THE IMPACT OF Patel v. Mirza [2016] UKSC 42 ON S. 24 OF THE CONTRACTS ACT 1950
- Kuching HQ
- Sep 27, 2019
- 3 min read
Updated: Feb 13, 2021
27 September 2019 - University of Malaya, Kuala Lumpur
The ICM Legal Education Series #5 event jointly organized by the Inns of Court Malaysia and Thomson Reuters (Sweet & Maxwell) was attended by many members of the judiciary and the legal fraternity on this important topic in the law of contract.
In Patel v. Mirza [2016], the UK Supreme Court by a majority decision of 6-3 ruled that the general rule was that a person who satisfied the ordinary requirements of a claim in unjust enrichment should be entitled to the return of his money or property and such a person should not prima facie be debarred from recovering money paid or property transferred by reason of the fact that the consideration which had failed in whole or in part was an unlawful consideration. The two broad policy reasons for the common law doctrine of illegality as a defence to a civil claim are that (i) a person should not be allowed to profit from his own wrongdoing and (ii) the law should be coherent and not self-defeating. The essential rationale of the doctrine is that it would be contrary to the public interest to enforce a claim if to do so would be harmful to the integrity of the legal system (or, possibly, certain aspects of public morality). The rule that a party to an illegal agreement cannot enforce a claim against the other party to the agreement if he has to rely on his own illegal conduct in order to establish the claim does not satisfy the requirements of coherence and integrity of the legal system and should no longer be followed. Instead the court should assess whether the public interest would be harmed by enforcement of the illegal agreement, which requires it to consider (a) the underlying purpose of the prohibition which has been transgressed and whether that purpose will be enhanced by denial of the claim, (b) any other relevant public policy on which the denial of the claim may have an impact and (c) whether denial of the claim would be a proportionate response to the illegality, bearing in mind that punishment is a matter for the criminal courts.

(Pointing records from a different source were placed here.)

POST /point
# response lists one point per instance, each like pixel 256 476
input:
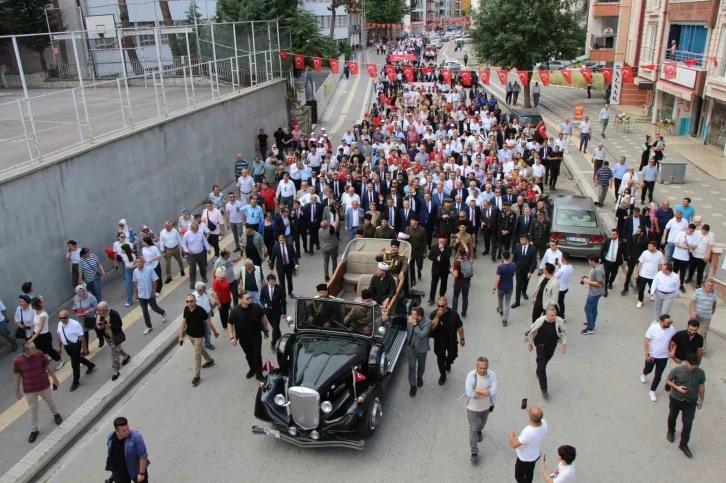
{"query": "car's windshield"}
pixel 337 315
pixel 576 218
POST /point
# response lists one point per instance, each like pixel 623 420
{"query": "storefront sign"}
pixel 616 88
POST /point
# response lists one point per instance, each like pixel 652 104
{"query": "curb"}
pixel 44 454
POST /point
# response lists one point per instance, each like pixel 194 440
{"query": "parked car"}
pixel 575 224
pixel 329 388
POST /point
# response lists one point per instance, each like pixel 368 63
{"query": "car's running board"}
pixel 304 442
pixel 396 349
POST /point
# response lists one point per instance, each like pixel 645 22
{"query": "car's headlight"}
pixel 326 407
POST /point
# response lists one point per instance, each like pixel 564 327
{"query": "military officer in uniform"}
pixel 507 223
pixel 385 231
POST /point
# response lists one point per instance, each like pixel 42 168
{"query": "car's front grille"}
pixel 305 406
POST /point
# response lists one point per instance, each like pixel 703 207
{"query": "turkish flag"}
pixel 299 61
pixel 408 73
pixel 484 76
pixel 503 76
pixel 607 75
pixel 627 72
pixel 587 75
pixel 670 70
pixel 447 74
pixel 334 66
pixel 544 76
pixel 523 78
pixel 567 74
pixel 391 72
pixel 372 69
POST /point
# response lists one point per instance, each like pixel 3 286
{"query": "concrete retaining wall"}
pixel 146 176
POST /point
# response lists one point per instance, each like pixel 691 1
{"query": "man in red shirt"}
pixel 32 368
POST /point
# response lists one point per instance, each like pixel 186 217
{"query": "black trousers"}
pixel 435 278
pixel 522 283
pixel 544 354
pixel 253 353
pixel 688 411
pixel 446 350
pixel 524 471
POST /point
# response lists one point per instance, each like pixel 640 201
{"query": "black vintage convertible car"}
pixel 328 390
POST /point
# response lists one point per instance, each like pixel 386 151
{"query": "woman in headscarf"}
pixel 84 306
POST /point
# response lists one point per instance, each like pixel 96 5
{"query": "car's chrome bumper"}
pixel 305 442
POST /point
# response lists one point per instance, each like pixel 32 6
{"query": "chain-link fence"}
pixel 84 89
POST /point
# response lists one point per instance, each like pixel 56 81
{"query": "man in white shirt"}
pixel 657 349
pixel 663 290
pixel 527 445
pixel 649 264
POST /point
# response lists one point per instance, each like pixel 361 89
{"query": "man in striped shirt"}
pixel 603 181
pixel 32 367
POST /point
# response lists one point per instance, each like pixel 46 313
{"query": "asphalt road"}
pixel 596 404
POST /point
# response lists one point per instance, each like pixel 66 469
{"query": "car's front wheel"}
pixel 373 414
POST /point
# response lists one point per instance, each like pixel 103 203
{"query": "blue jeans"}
pixel 129 282
pixel 591 310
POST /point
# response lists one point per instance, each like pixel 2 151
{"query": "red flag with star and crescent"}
pixel 670 70
pixel 567 75
pixel 408 73
pixel 299 61
pixel 587 75
pixel 627 72
pixel 544 76
pixel 334 66
pixel 372 70
pixel 523 78
pixel 484 76
pixel 607 75
pixel 503 76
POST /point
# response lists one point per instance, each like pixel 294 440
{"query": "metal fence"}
pixel 95 90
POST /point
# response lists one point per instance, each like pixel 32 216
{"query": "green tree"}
pixel 519 33
pixel 28 17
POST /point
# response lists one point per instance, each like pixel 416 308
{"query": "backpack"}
pixel 467 269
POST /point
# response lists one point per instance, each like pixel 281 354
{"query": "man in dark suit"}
pixel 490 228
pixel 284 259
pixel 272 299
pixel 612 257
pixel 525 263
pixel 313 215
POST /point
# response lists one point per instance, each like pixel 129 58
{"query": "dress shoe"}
pixel 686 450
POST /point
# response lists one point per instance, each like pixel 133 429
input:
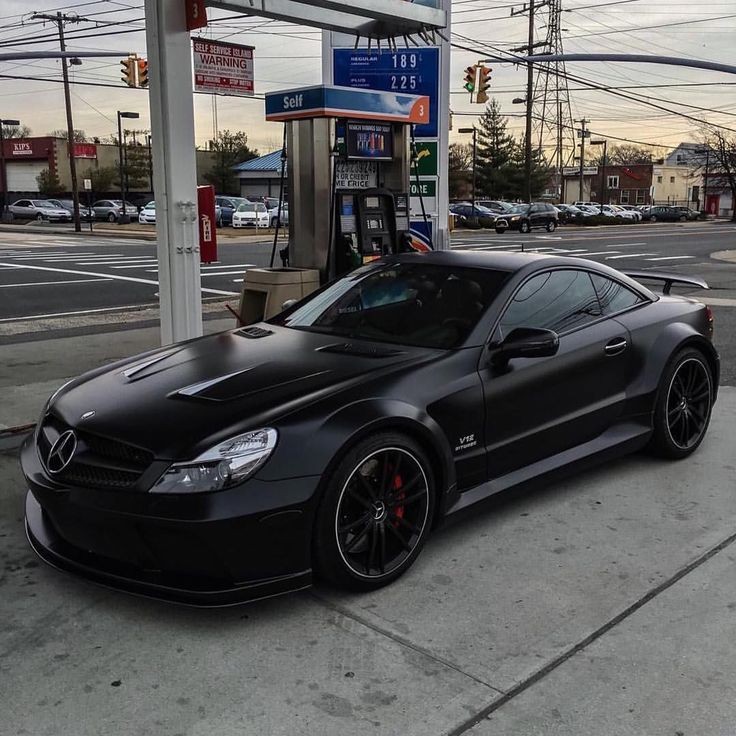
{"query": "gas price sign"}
pixel 408 71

It is interesting to note that Lord Toulson who delivered the majority judgment observed that: “Bribes of all kinds are odious and corrupting, but it does not follow that it is in the public interest to prevent their repayment. There are two sides to the equation. If today it transpired that a bribe had been paid to a political party, a charity or a holder of public office, it might be regarded as more repugnant to the public interest that the recipient should keep it than that it should be returned.”
During the event, the three eminent speakers i.e Professor Michael Philip Furmston, Professor Dato’ Gurdial Singh Nijar and Dato’ Nitin Nadkarni highlighted on the impact of this important decision on illegality defence by reference to the recent cases in other jurisdictions including Canada, Australia, New Zealand, Singapore and also cases in Malaysia such as Pang Mun Cheong & Anor v. Cheong Huey [2018] 8 CLJ 663 (Court of Appeal); BK Fleet Management Sdn Bhd v. Stanson Marketing Sdn Bhd [2018] 9 CLJ 449 (Court of Appeal); and Liputan Simfoni Sdn Bhd v. Pembangunan Orkid Desa Sdn Bhd [2019] 4 MLJ 141 (Federal Court) (as highlighted at p. 73 of this Bulletin).